Sus hermanos y socios lo señalan por presunto desvío de recursos, abuso de funciones y uso indebido del nombre comercial de la compañía, según denuncias presentadas ante la autoridad ministerial.
Acusaciones y transferencia polémica del nombre BACO
Fundada en 1960 por el empresario alemán Horst Urich Sass Henschel, BACO quedó bajo el control de sus cuatro hijos tras su fallecimiento: Edgar, John, Karin y Xenia Urich Sass. Edgar posee actualmente el 61% del capital accionario y desde 1995 dirige el Consejo de Administración.
El núcleo del conflicto se centra en la cesión en 2016 del nombre comercial “BACO” a favor de Edgar por un monto simbólico de 1,000 pesos. Una valuación independiente estimó su valor en más de 4.4 millones de pesos, monto que no se respetó.
Posteriormente, Edgar utilizó ese derecho para licenciar la marca a BACO, cobrando regalías que oscilan entre 0.5% y 5% mensual sobre ventas netas nacionales e internacionales, sin que los recursos beneficiaran directamente a la empresa.
Las regalías fueron canalizadas a sociedades privadas vinculadas a Edgar y su esposa, generando un conflicto de interés, según los accionistas inconformes.
Los hermanos denunciantes detallan que Edgar autorizó que la marca y activos operativos de BACO fueran utilizados por un grupo de empresas privadas, entre ellas TI, S.A. de C.V. y 5,7,6, S.A. de C.V., ambas dedicadas al mismo giro comercial.
De 2020 a 2023, DESARROLLOS DESCOMAD, S.A. DE C.V., también propiedad de Edgar, recibió 4.9 millones de dólares por el uso de las marcas, sin contrato aprobado por los demás accionistas. Estas transacciones fueron avaladas por Edgar desde su posición en la empresa y establecidas sin consenso con sus hermanos.
Además, las denuncias incluyen el uso de fondos de BACO para gastos personales de Edgar, tales como pagos de tarjetas de crédito, impuestos individuales, honorarios legales, combustible para un yate y obras en propiedades particulares ubicadas en la alcaldía Álvaro Obregón, Ciudad de México.
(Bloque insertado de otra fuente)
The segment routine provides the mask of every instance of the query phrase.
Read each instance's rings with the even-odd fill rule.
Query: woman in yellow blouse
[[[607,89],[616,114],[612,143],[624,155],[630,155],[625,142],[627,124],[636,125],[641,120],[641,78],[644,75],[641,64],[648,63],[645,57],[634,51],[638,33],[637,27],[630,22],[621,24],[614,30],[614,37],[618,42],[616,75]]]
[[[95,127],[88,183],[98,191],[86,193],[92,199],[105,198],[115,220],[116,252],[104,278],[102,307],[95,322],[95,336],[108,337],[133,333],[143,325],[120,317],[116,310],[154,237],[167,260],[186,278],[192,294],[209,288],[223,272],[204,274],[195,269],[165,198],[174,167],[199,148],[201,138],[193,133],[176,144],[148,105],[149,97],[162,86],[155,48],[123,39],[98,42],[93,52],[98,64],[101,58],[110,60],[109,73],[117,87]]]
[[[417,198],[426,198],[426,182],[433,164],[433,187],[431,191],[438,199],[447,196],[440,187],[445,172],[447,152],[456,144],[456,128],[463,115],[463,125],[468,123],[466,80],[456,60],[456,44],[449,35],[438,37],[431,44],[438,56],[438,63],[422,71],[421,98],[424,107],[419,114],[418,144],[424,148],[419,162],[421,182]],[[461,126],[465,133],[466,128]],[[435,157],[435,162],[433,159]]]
En respuesta a las denuncias, Edgar Herrmann abrió una carpeta de investigación contra sus hermanos John y Karin. En julio de 2025, John Urich Sass fue detenido por presunto fraude procesal, bajo la acusación de intentar engañar a la autoridad al presentar la denuncia original.
Especialistas y los propios hermanos señalan que el delito de fraude procesal no amerita prisión preventiva, especialmente cuando el imputado tiene domicilio identificado y localizado, y la denuncia original contiene documentos que evidencian posible administración fraudulenta por parte de Edgar.
Se advierte que la orden de captura emitida viola principios de legalidad y proporcionalidad, afectando derechos humanos, lo que ha generado cuestionamientos sobre el uso del aparato penal como un mecanismo para intimidar el ejercicio legítimo de derechos societarios.
El caso continúa bajo investigación y representa un desafío en materia de gobernanza corporativa dentro de una empresa familiar con más de seis décadas de trayectoria.